# Operationalizing Machine Learning
** Project 2 **
[[View Rubric](https://review.udacity.com/#!/rubrics/2893/view)]

## Initialization



In [11]:
!python --version

Python 3.9.1


## Authentication

In [None]:
# skipped granting rights because using azure environment provided by udacity



## Prepare Dataset

In [None]:
from azureml.data.dataset_factory import TabularDatasetFactory

# Create TabularDataset using TabularDatasetFactory
# https://docs.microsoft.com/en-us/python/api/azureml-core/azureml.data.dataset_factory.tabulardatasetfactory?view=azure-ml-py
dataset_path = "https://automlsamplenotebookdata.blob.core.windows.net/automl-sample-notebook-data/bankmarketing_train.csv"
# i download and import the _train.csv, so no further splitting is necessary
ds = TabularDatasetFactory.from_delimited_files(path=dataset_path)
ds

In [None]:
from train import clean_data

# Use the clean_data function to clean your data.
x, y = clean_data(ds)
ds_clean = x.join(y)

TODO Take a screenshot of “Registered Datasets” in ML Studio showing that Bankmarketing dataset available

## Automated ML Experiment

<p>Run the experiment using  <em>Classification</em>, ensure <em>Explain best model</em> is checked. <br> On Exit criterion, reduce the default (3 hours) to 1 and reduce the <em>Concurrency </em> from default to 5 (this number should always be less than the number of the compute cluster) <br><br> Note: This process takes about 15 minutes and it runs about 5 minutes per iteration</p>


In [None]:
# create an experiment using Automated ML
from azureml.core import Workspace, Experiment
from azureml.train.automl import AutoMLConfig

ws = Workspace.get(name="quick-starts-ws-128192") # UPDATE THIS LINE WITH EACH NEW VM INSTANCE!
exp = Experiment(workspace=ws, name="udacity-project")

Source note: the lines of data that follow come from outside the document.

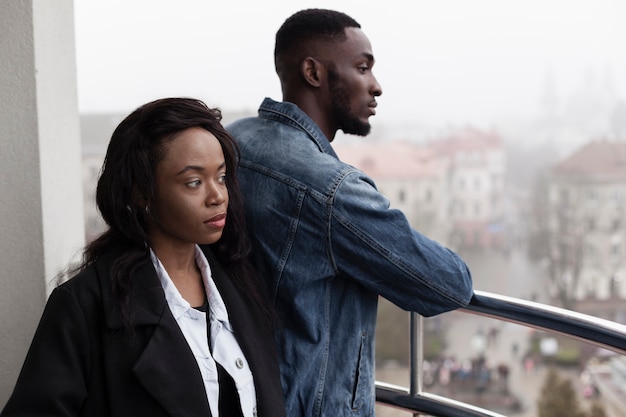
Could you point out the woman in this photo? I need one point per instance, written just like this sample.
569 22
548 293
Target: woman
128 335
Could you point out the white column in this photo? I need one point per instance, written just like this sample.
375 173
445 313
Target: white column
41 214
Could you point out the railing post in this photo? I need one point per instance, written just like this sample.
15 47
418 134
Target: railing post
416 355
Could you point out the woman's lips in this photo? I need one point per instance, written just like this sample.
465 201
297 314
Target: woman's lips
218 221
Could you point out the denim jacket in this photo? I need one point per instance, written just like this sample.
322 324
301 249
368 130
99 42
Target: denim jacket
328 245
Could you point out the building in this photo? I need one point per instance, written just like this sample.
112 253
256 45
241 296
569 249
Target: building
451 190
587 227
476 168
413 178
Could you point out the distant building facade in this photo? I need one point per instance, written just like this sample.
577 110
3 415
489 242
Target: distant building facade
587 225
451 190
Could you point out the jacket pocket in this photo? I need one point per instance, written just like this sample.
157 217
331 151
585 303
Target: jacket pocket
357 384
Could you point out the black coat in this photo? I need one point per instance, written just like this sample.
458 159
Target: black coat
83 361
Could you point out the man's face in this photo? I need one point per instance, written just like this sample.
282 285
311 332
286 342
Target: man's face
352 86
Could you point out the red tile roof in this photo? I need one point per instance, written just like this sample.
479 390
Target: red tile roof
597 160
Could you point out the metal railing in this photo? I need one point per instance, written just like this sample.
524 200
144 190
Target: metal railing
594 330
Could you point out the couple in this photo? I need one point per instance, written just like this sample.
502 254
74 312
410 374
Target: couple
200 299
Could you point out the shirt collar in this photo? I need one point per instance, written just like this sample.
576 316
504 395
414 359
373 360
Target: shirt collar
178 305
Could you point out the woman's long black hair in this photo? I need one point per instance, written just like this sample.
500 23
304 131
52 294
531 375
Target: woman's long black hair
127 186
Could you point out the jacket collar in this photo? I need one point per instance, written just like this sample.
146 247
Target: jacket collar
290 114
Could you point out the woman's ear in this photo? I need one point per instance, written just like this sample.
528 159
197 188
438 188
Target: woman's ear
312 71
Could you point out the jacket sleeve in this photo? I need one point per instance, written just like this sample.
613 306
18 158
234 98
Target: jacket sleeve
53 379
376 246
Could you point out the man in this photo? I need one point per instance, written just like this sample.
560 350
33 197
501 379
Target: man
323 236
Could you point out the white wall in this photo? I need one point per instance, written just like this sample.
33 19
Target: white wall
41 217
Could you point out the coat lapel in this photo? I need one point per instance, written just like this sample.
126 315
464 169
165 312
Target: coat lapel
163 361
255 338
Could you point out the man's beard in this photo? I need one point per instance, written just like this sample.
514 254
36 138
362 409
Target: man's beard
346 120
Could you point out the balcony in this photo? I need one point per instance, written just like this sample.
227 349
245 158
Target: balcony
606 335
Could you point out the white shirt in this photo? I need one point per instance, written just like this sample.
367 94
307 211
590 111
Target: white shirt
224 347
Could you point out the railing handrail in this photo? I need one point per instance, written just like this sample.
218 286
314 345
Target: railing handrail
600 332
604 333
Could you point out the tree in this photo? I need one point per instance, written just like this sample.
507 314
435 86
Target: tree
558 398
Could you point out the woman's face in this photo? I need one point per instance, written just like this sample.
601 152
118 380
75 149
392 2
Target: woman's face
191 194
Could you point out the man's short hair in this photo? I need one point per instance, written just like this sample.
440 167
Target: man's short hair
311 25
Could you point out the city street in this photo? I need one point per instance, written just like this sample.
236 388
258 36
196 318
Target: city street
468 336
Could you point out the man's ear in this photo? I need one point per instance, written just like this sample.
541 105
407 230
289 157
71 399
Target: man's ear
312 71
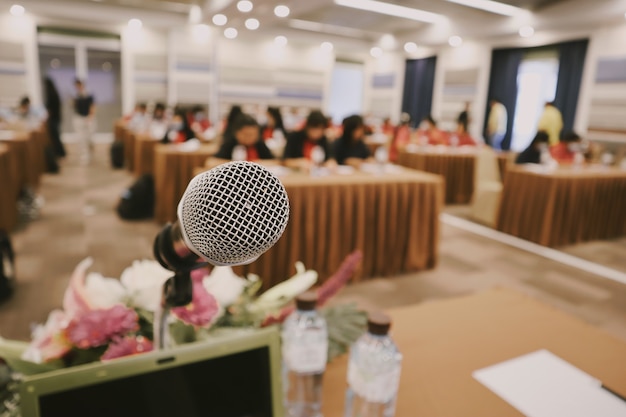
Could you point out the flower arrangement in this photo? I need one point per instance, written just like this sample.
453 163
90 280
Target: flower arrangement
105 318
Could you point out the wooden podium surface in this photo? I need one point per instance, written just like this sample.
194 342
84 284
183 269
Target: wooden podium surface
443 342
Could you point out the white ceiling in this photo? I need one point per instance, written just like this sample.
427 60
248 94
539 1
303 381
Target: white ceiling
323 19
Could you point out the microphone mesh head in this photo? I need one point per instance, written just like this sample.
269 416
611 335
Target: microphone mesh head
233 213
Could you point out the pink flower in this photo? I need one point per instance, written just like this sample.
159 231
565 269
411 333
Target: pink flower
199 274
49 341
202 309
128 345
75 300
98 327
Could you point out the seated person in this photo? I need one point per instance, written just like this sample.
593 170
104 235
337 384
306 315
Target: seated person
300 143
564 151
158 123
532 154
435 136
274 126
401 137
246 138
350 148
198 119
139 119
179 130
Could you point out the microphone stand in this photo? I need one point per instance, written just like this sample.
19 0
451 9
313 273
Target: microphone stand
177 290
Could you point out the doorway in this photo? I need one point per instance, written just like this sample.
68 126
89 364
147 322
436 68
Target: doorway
63 58
536 85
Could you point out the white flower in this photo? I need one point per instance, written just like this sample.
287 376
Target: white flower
224 285
287 290
104 292
144 283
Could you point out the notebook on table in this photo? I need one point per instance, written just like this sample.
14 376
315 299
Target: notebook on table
237 375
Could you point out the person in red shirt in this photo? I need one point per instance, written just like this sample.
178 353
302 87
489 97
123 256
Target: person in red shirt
246 139
300 143
434 135
564 151
179 130
401 137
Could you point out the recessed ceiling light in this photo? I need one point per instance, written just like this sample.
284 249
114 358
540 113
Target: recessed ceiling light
392 10
252 24
491 7
220 19
135 24
455 40
281 10
526 31
244 6
410 47
326 46
201 32
280 40
230 33
17 10
376 52
195 14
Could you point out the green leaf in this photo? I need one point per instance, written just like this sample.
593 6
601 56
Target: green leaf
346 323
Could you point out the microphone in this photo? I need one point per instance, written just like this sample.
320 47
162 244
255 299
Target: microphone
229 215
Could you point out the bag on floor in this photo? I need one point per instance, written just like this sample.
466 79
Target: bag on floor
137 202
52 166
117 154
7 266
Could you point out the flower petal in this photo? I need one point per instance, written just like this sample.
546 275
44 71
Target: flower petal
76 300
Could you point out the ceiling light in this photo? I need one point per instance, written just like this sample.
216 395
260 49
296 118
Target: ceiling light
252 24
330 29
455 41
392 10
526 31
280 40
195 14
135 24
326 46
201 32
17 10
244 6
281 10
491 7
410 47
230 33
220 20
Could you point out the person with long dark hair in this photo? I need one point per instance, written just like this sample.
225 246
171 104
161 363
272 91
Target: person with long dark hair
274 124
350 148
53 106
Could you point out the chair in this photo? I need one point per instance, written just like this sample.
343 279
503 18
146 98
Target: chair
487 187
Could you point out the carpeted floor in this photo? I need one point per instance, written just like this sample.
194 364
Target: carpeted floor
78 220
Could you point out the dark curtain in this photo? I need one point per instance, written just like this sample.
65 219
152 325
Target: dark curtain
419 78
503 86
571 63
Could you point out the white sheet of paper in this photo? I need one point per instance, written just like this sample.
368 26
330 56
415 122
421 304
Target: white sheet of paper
540 384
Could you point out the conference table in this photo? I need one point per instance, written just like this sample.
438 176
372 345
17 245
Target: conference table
174 167
392 217
563 206
455 164
27 150
443 342
8 189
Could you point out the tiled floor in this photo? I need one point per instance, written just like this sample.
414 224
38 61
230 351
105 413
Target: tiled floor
79 220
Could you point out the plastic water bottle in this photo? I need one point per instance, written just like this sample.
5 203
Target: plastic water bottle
373 371
305 352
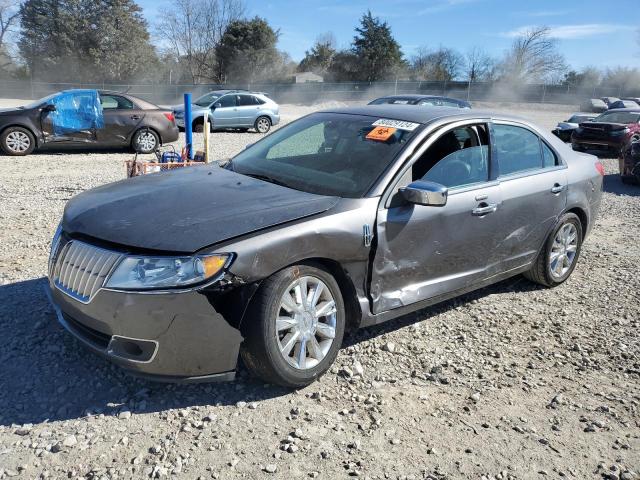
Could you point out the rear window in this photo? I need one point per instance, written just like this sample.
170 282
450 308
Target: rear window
618 117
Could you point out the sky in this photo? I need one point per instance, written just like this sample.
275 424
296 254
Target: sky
589 32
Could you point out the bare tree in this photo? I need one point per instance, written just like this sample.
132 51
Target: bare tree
479 65
533 57
443 64
193 29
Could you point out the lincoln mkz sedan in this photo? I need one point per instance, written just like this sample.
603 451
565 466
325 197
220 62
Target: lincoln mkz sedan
342 219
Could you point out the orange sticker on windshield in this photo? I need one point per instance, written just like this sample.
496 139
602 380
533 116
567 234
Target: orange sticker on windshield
381 134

print('Workspace name: ' + ws.name, 
      'Azure region: ' + ws.location, 
      'Subscription id: ' + ws.subscription_id, 
      'Resource group: ' + ws.resource_group, sep = '\n')

run = exp.start_logging()

# DONT FORGET TO CLICK THE LOGIN LINK!

# Set parameters for AutoMLConfig
# NOTE: DO NOT CHANGE THE experiment_timeout_minutes PARAMETER OR YOUR INSTANCE WILL TIME OUT.
# If you wish to run the experiment longer, you will need to run this notebook in your own
# Azure tenant, which will incur personal costs.
automl_config = AutoMLConfig(
    experiment_timeout_minutes=30,
    task="classification",
    primary_metric="accuracy",
    training_data=ds_clean,
    label_column_name="y",
    n_cross_validations=3)


# configure a compute cluster

# Create compute cluster "Standard_DS12_v2" and min number of nodes = 1
# https://docs.microsoft.com/en-us/azure/machine-learning/how-to-create-attach-compute-cluster?tabs=python

from azureml.core.compute import ComputeTarget, AmlCompute
from azureml.core.compute_target import ComputeTargetException

# Choose a name for your CPU cluster
cpu_cluster_name = "cpucluster"

# Verify that cluster does not exist already
try:
    cpu_cluster = ComputeTarget(workspace=ws, name=cpu_cluster_name)
    print('Found existing cluster, use it.')
except ComputeTargetException:
    compute_config = AmlCompute.provisioning_configuration(vm_size='STANDARD_D2_V2',
                                                           max_nodes=4)
    cpu_cluster = ComputeTarget.create(ws, cpu_cluster_name, compute_config)

cpu_cluster.wait_for_completion(show_output=True)


# use that cluster to run the experiment.

# Submit automl run
automl_run = exp.submit(config=automl_config) #TODO: compute_target = cpu_cluster
RunDetails(automl_run).show()
automl_run.wait_for_completion()


TODO: Take a screenshot showing that the experiment is shown as completed


## Deploy the best model
After the experiment run completes, a summary of all the models and their metrics are shown, including explanations. The Best Model will be shown in the Details tab. In the Models tab, it will come up first (at the top). Make sure you select the best model for deployment.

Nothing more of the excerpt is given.